The Gentle Stirring of Love
The contemplative Christian classic The Cloud of Unknowing teaches, “Lift your heart up to the Lord with a gentle stirring of love, desiring him for his own sake and not for his gifts.”
The contemplative Christian classic The Cloud of Unknowing teaches, “Lift your heart up to the Lord with a gentle stirring of love, desiring him for his own sake and not for his gifts.”
As I wrote this book, Sitting with God: A Journey to Your True Self through Centering Prayer, my father passed away. My first centering-prayer session after his death was very powerful. I will never forget it.
James Finley wrote, “Even now by faith we lose our footing and fall into a new, unending center in which we are upheld by God and not by the narrow base of our ego’s self-assertion.” The silence of centering prayer teaches me how to lose my footing—and be caught by God.
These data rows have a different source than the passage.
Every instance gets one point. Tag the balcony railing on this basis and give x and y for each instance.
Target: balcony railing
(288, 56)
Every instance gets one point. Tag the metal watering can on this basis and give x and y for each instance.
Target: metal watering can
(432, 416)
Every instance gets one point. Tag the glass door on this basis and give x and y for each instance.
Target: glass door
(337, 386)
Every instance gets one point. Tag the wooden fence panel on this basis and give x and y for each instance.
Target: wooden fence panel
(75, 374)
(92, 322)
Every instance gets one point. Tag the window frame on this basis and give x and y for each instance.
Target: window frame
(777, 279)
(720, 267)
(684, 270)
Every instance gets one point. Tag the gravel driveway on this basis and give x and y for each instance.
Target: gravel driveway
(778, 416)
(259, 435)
It enables me to let go of my ego’s insistence that it is the center of the world.
I believe there is a great thirst for silence in our world. I teach centering prayer at churches in the Philadelphia, Pennsylvania, area, and people come, wanting to learn more. They ask, “Is there another way to pray? How does it work? Why should I try it? How can it help me?”
The Beloved says from the other side of the door, “Open the door and come in, so we can experience just how One we might become.” Centering prayer is the door I open to come in and experience oneness with God.
When I center, I let go and trust the silence. Letting go comes first, and then comes trust. I don’t know what will happen next. I let go of expectations. I let myself be vulnerable. I do not know what feelings and emotions I will experience both during and after my sit. I trust that God is in charge and knows what is best. Centering prayer is a continuous practice of trust in God who waits in the fertile silence.